Monday, December 10, 2012

A Year Has Passed

One year ago I signed up to be in a 5K in Meadowbrook here in Birmingham. It was supposed to be a beautiful day. I could walk the entire course. I was familiar with the area. Lots of great door prizes. Etc., etc. etc. Sounded okay to me.

Well, now let me insert some honest self-talk here...I did NOT want to do it. I was just starting the journey to being healthy and it was kicking my hiney. I had lost about 15 lbs so far but had such a long way to go. I had no running clothes...which was fine considering I wasn't going to be running anyway. At that point I had only walked two miles.

I arrive and there is a multitude of high schoolers who look like they run track on a daily basis. That does NOTHING to encourage an overweight mom of five. I see friends who are in good shape and look like they just finished running 5 miles to warm up. Jealousy and envy ensues. The desire to be like them in my physical body takes over and I feel lousy. Years of regret, bad decisions, poor choices and just outright sin come flooding back. How could I have messed up this badly and gotten to this point? Everybody has at least one issue that they struggle with...why can't I have her issue? God (AGAIN) reminds me that I'm not exactly succeeding in my own struggle...why would I want another....ummm, thanks Lord?

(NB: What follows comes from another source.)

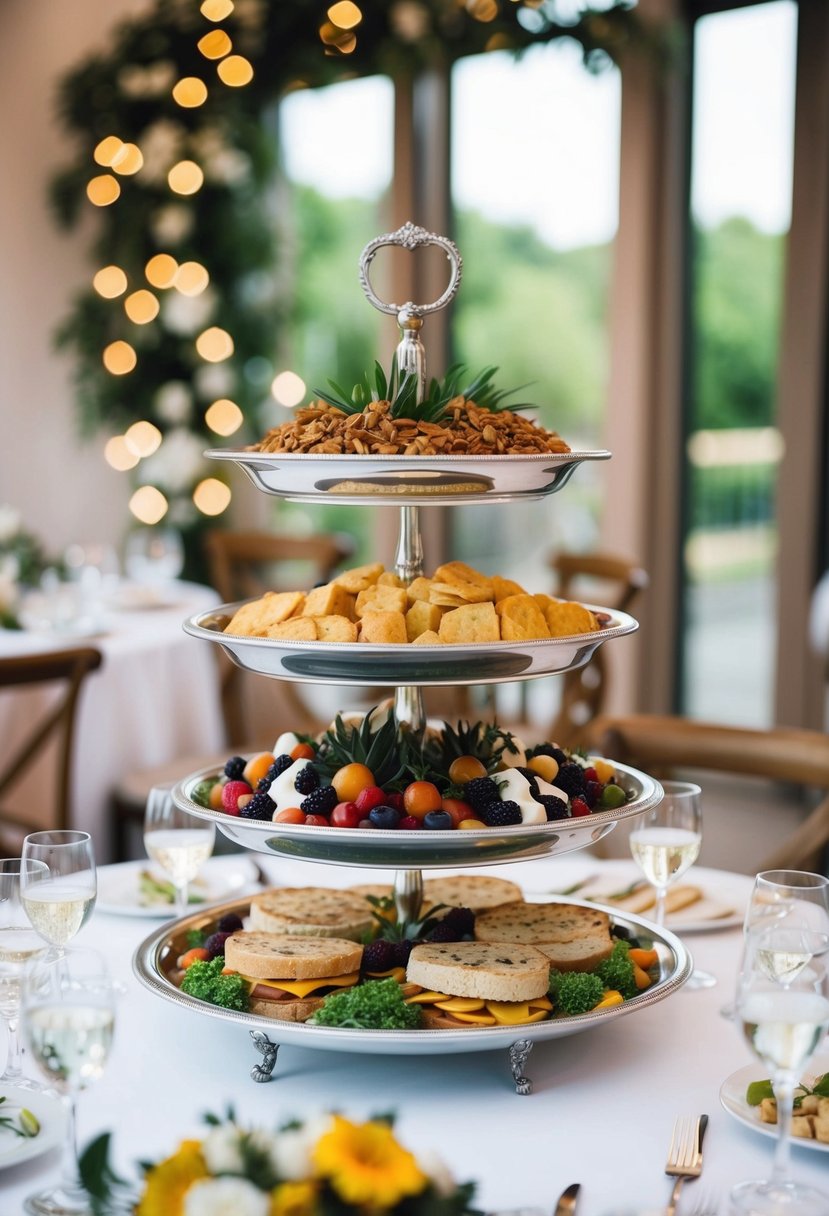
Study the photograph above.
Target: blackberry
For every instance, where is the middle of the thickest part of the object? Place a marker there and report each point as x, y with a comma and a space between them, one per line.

The race (ha...it's NO race for me) starts and I walk with one of my brothers. He's been a runner before and wants to pick it back up again. Running is NOT for me. I can barely run one minute. Did I mention I had only walked 2 miles at this point? And, I tried the couch to 5K program, and I was out of breath by the second walk point (that's less than two minutes running). We ran...VERY LITTLE...and by VERY LITTLE, I mean maybe 1/16 of a mile total. It was pitiful. I finished in over 48 minutes. That's 16 minutes per mile. The first finisher completed the race about the same time I finished the first mile. That's how slow I was.

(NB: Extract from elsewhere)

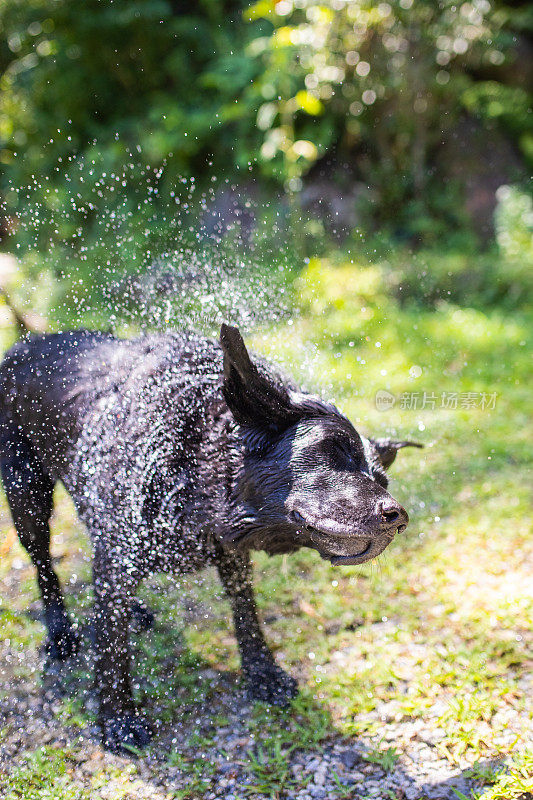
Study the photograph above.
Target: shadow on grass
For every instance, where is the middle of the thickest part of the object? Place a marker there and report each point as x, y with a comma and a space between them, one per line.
212, 742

But, I finished. And, it was the beginning of something much bigger than I could have imagined. It was the push toward running that I needed. It showed me that God would sustain me when I thought I couldn't go on. He would enable my body to develop discipline over time. He would set my foot to a trail or pavement or wherever He showed me to run. He would finish the race. I just had to be obedient to His call.

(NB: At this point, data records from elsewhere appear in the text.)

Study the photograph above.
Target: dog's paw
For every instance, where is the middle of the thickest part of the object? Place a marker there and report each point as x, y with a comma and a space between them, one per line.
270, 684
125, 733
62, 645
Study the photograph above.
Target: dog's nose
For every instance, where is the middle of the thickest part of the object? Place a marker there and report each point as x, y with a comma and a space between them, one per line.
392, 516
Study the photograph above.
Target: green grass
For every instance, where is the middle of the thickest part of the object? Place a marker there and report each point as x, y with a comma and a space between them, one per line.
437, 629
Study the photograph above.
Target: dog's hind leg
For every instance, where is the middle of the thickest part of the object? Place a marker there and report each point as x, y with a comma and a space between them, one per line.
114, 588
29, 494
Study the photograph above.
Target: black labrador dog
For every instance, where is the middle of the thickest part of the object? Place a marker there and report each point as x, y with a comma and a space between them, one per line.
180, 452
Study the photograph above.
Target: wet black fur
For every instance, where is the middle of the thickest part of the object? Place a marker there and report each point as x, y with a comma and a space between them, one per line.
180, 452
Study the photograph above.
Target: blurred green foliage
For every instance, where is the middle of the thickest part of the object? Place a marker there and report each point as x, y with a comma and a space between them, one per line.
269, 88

It's been the hardest journey of my life, but it has shown me God in new ways. It has given me a more intimate time with Him each day. Getting healthy for His glory has changed my outlook on life...and shown me so much more than I could have imagined a year ago.

And it began with one keystroke on the computer to find a local 5K. It started with completing a form and sending it in. And, then the first step of that race. That's how it began for me. A year later I am awed by what God has done.

Today, you can begin with one little step....what will it be?